Armstrong was relaxed. “Fine. Everything I’ve told you is for your benefit only--I’ve come to feel rather fond of you two idiots. Tell Caesar what you like. No evidence will be found; my boys will make sure of that. The death of Gavrilo will no doubt be put down to an accident, muddy and unresolved. And even if some link were proven between the death and myself, the British government would deny all knowledge of it. I would be seen as a rogue, a maverick acting without instruction.”
Imogen stared at him. “And is that the truth? That you acted alone, that His Majesty’s government knows nothing about this dreadful plot?”
He looked at her steadily. “If that’s what you want to believe, then it’s the truth. I’ll tell you this, Miss Brodsworth. You have done your country a disservice today. A great disservice.”
Marcus and Imogen walked to the embankment, breathing in air that was fresh with barely a hint of soot. The security cordon had not yet been relaxed, but it was a relief to Imogen not to be surrounded by the usual crush of Londoners.
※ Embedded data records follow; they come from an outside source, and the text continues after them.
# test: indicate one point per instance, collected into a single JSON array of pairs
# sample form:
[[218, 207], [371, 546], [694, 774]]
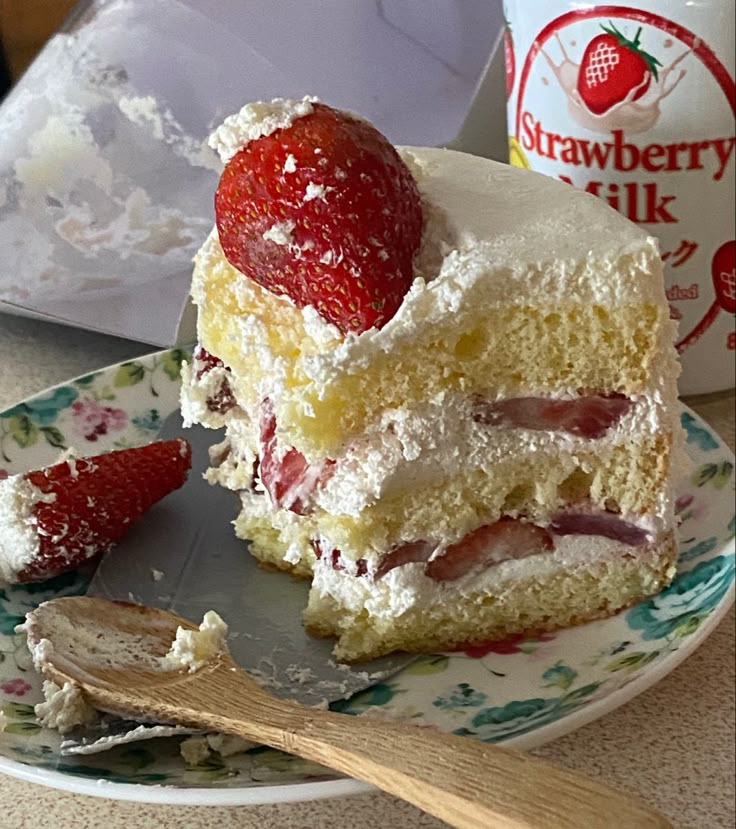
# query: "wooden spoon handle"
[[467, 783]]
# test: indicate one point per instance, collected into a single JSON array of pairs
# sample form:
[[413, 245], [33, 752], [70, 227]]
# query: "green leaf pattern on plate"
[[499, 692]]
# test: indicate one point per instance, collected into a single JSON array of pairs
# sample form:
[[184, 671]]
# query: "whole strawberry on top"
[[325, 212], [613, 69], [53, 519]]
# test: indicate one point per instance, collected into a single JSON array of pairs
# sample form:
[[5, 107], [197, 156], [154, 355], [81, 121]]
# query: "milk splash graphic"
[[632, 115], [636, 105]]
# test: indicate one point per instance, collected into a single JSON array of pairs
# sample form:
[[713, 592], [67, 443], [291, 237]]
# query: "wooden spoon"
[[110, 651]]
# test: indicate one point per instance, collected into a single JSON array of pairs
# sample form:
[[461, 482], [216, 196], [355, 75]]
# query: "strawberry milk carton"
[[635, 104]]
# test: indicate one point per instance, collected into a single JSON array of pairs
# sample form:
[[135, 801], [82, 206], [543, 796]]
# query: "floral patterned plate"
[[523, 692]]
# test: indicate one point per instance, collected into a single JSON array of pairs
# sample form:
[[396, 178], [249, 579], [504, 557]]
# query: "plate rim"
[[342, 787]]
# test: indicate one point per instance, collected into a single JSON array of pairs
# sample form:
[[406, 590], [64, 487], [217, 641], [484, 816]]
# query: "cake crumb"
[[193, 649], [64, 707]]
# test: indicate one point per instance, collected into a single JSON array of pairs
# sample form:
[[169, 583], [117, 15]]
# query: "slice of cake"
[[449, 397]]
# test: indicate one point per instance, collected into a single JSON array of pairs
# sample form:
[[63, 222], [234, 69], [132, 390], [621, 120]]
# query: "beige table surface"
[[674, 744]]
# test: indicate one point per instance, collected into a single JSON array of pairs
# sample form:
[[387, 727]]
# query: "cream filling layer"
[[416, 446], [407, 588]]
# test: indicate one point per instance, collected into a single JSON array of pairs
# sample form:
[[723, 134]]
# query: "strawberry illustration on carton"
[[614, 70], [636, 105]]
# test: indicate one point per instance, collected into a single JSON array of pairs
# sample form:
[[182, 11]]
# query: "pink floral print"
[[91, 419]]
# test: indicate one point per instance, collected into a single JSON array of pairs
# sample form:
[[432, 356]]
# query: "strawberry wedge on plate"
[[52, 520]]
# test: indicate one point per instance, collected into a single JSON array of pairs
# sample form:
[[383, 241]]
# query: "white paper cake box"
[[106, 181]]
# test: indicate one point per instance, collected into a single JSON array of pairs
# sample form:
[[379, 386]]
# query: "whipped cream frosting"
[[408, 587], [19, 540], [549, 243], [256, 120]]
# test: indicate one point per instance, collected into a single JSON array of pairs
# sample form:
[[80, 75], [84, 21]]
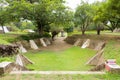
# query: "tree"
[[109, 12], [5, 16], [97, 21], [83, 16], [42, 13]]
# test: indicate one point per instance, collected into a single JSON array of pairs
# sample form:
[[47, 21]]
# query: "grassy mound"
[[74, 58]]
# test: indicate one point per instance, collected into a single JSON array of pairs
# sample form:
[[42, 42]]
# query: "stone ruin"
[[116, 30], [18, 65], [97, 60]]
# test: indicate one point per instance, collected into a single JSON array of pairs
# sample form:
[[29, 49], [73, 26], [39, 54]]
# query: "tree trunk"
[[98, 31], [83, 32], [3, 29], [40, 29]]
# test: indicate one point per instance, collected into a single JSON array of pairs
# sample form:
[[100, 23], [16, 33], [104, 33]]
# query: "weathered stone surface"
[[98, 67], [21, 62], [33, 44], [6, 67], [97, 59]]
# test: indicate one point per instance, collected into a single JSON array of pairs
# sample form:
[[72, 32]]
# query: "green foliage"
[[69, 29], [83, 16], [3, 59], [32, 36]]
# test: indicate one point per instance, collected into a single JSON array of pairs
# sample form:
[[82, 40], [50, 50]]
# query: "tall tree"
[[83, 16], [109, 12], [5, 16], [42, 13]]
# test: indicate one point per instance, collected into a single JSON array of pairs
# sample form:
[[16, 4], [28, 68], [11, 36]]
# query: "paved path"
[[56, 72]]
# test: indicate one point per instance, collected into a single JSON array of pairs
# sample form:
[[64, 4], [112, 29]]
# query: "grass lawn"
[[74, 58], [61, 77]]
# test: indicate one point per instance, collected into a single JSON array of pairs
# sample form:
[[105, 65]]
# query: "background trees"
[[83, 16], [42, 13]]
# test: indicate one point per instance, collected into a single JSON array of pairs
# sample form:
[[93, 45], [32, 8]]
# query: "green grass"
[[112, 50], [3, 42], [53, 77], [61, 77], [94, 32], [74, 58]]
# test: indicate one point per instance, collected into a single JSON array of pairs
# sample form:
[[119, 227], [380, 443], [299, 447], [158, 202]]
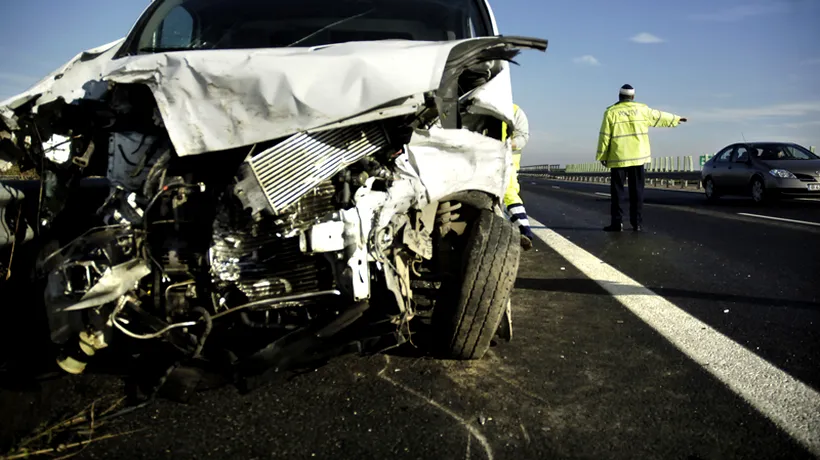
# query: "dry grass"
[[71, 436]]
They stared at the powerful lines of the quireme on the Thames. “I feel giddy,” Imogen said. “It’s been such a long day.”
The Roman glanced at Big Ben. “It isn’t yet three o’clock. Yet so much has happened. A shred of tobacco has unraveled a plot that might have toppled empires!”
“I can’t believe we allowed him simply to walk away.”
Marcus shrugged. “What else could we have done? He’s right; he and his conspirators will only refute everything, having destroyed the evidence. Let him go. With the British government’s fervent denials, I have at least a fighting chance of convincing Caesar that the death of his son was the action of a rogue element, and not worth going to war over.”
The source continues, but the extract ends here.